Chad Lewis, a spokesman for the Washington Department of Corrections, says Hendricks was released from the Washington State Penitentiary last year after serving a 12-year sentence for possession of cocaine with intent to distribute. According to court records, in 1997 Hendricks was caught illegally gambling with a group of men near Holly Park in south Seattle, a well-known stretch of Crip turf. A police search of his person turned up a bag of crack rocks, a pager, and more than $1,200 cash. The arresting officers noted in their report that Hendricks, "had shot at police in the past."
State DOC records confirm that Hendricks was a Crip gang member originally from California, affiliated with "a sect of the Hoovers 74." In addition to his "P-Nutt" or "Peanut" nickname, Hendricks was also known by a half-dozen other aliases. "He's got quite the history," Lewis says. "He just went one from one prison or jail to another."
The ATF task force member says the Hoovers are "several hundred members strong" in Seattle, and in recent years the gang has expanded their territory to the south King County suburbs Renton, Federal Way, and Kent.
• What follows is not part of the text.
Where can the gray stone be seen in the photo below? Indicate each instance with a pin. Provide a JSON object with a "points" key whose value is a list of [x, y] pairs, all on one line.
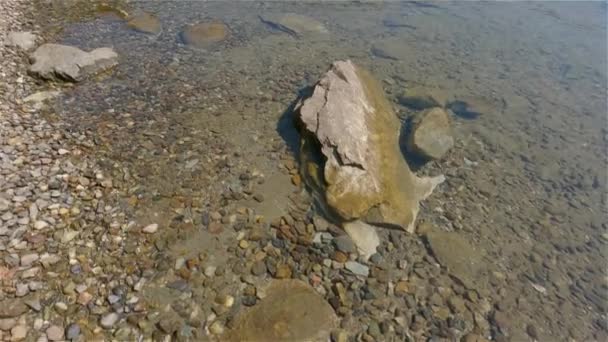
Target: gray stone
{"points": [[364, 236], [37, 100], [364, 175], [73, 331], [108, 320], [345, 244], [431, 135], [19, 332], [205, 35], [357, 268], [68, 63], [12, 308], [7, 324], [463, 260], [55, 333], [258, 268], [22, 40], [145, 22]]}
Beyond their involvement in the drug trade, the gang reaps profits from prostitution, theft, and bank fraud.
In the incident last week, Hendricks was reportedly shot by Dozier, who was then gunned down, either by Hendricks or Hendricks' associates. Dozier was himself an infamous Bloods gang member from West Seattle. "He was not a youngster looking to make a name for himself," the ATF agent says. "He put his time in."